As informações em Gênesis 5:18-24 sobre Enoque criaram uma rica série de interpretações lendárias em torno da figura misteriosa do patriarca que foi encantado por Deus. Ele é capaz de subir ao céu para aprender segredos astronômicos, contemplar o mundo divino e aprender sobre a vinda do Salvador e o fim dos tempos. Ele é o depositário de todas as doutrinas secretas e é instruído sobre tudo o que acontece na Terra e no céu, no passado, no presente e no futuro. De acordo com Jubileus (4,23), Enoque foi estabelecido no Jardim do Éden como o escritor-arquivista dos julgamentos de Deus. Ele é o herói cultural que ensinou à humanidade a escrita, a ciência e a sabedoria — especialmente a astronomia e o calendário. Um grande visionário que sabia tudo o que acontecia nos mundos visível e invisível, ele também é creditado por reclamar dos anjos que se relacionavam com as filhas dos homens. Em 2 Enoque, ele é promovido por Deus, por meio do arcanjo Vrevoël, ao posto de escritor celestial. Ele foi o primeiro a ser iniciado por um anjo (e depois pelo próprio Deus) nos segredos da Criação (ma’aseh bereshîth) e do Cosmos (ma’aseh merkâbâh). De acordo com o Testamento de Abraão, ele é o anjo-escritor cujos Querubins carregam os livros nos quais os pecados da humanidade estão registrados. Ele transmite as orações dos anjos e dos homens a Deus e até mesmo tem o misterioso título de “Filho do Homem”. Ele também é o centro e o líder dos justos no céu.

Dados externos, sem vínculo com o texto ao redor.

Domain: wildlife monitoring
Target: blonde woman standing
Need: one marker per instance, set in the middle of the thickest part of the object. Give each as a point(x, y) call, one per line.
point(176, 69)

Em textos tardios da Babilônia amoraica, Enoque é identificado com o anjo Metatron: “Enoque… foi levado pela Palavra de Deus e se estabeleceu no céu e passou a ser chamado de Metatron, o Grande Escritor”. Essa tradição forma um dos núcleos da narrativa do livro hebraico de Enoque (depois de 250). Nele, Enoque–Metatron aparece no início como angelus interpres que revela os segredos do sétimo céu, ‘Araboth, a R. Yishmael b. Elisha. Ele foi delegado a esse lugar por Deus (3 H en. 1,4-6) e recebeu o título de sar ha-panim, “Príncipe da Face” ou “da Presença” de Deus. Na realidade, ele é o próprio Enoque, que foi elevado a essa dignidade angelical contra os protestos dos “velhos” anjos Uzza, Azza e Azzaël. É por isso que, por causa de sua carreira meteórica, ele é chamado de na’ar, “jovem”. Finalmente, por ser o único habitante do céu nascido de uma mulher, ele é chamado de “único entre os filhos do céu”. Também chamado de YHWH HQTWN, “Pequeno Yahweh”, ele tem 70 nomes, correspondentes aos 70 nomes de Deus e aos 70 povos da Terra. Ele tem 72 asas, cada uma do tamanho do mundo inteiro. Cada um de seus 365 olhos é tão grande quanto o Sol, seu ser é de fogo, seu trono se assemelha ao de Deus e sua coroa tem 49 pedras preciosas nas quais estão inscritos os nomes mágicos da Criação do mundo. Como Príncipe dos Anjos, ele também é o chefe dos anjos dos povos, uma qualidade que lhe dá o título SR H’WLM, “Príncipe do Mundo”. O nome de Metatron está particularmente ligado à lenda da entrada dos quatro nos céus. Eliseu b. Abuya, apelidado de Aher (“Outro”), torna-se, de acordo com esses relatos, o campeão da heresia Diteísta, pois quando ele vê o trono de Metatron e o anjo-escritor que o ocupa, ele não consegue reprimir o pensamento: “Talvez — Deus perdoe! — existam dois Poderes”. Metatron, que inconscientemente enganou Aher por não se levantar de seu trono na presença do Senhor, será punido perante a assembleia angélica.
A história sobre Metatron parece ser apenas um acréscimo tardio à lenda dos quatro que entraram no pardes. Isso não impede que a figura de um tenente de Deus seja muito mais antiga: o guardião celestial de Israel, o anjo que preside o Julgamento, o escritor celestial ou o anjo psicopompo já têm um lugar especial no Livro Etíope de Enoque, no Livro de Daniel e em Jubileus. Sobretudo Miguel, o arcanjo do povo judeu, é de particular importância na literatura apocalíptica e na especulação rabínica. No Enoque Etíope, um lugar de destaque é reservado a Uriel; em outros lugares, Yahoel recebe atenção especial. Mas, acima de tudo, duas outras figuras angélicas parecem ter desempenhado um papel de destaque no período em que estamos interessados: Melquisedeque e (Ye)remiel.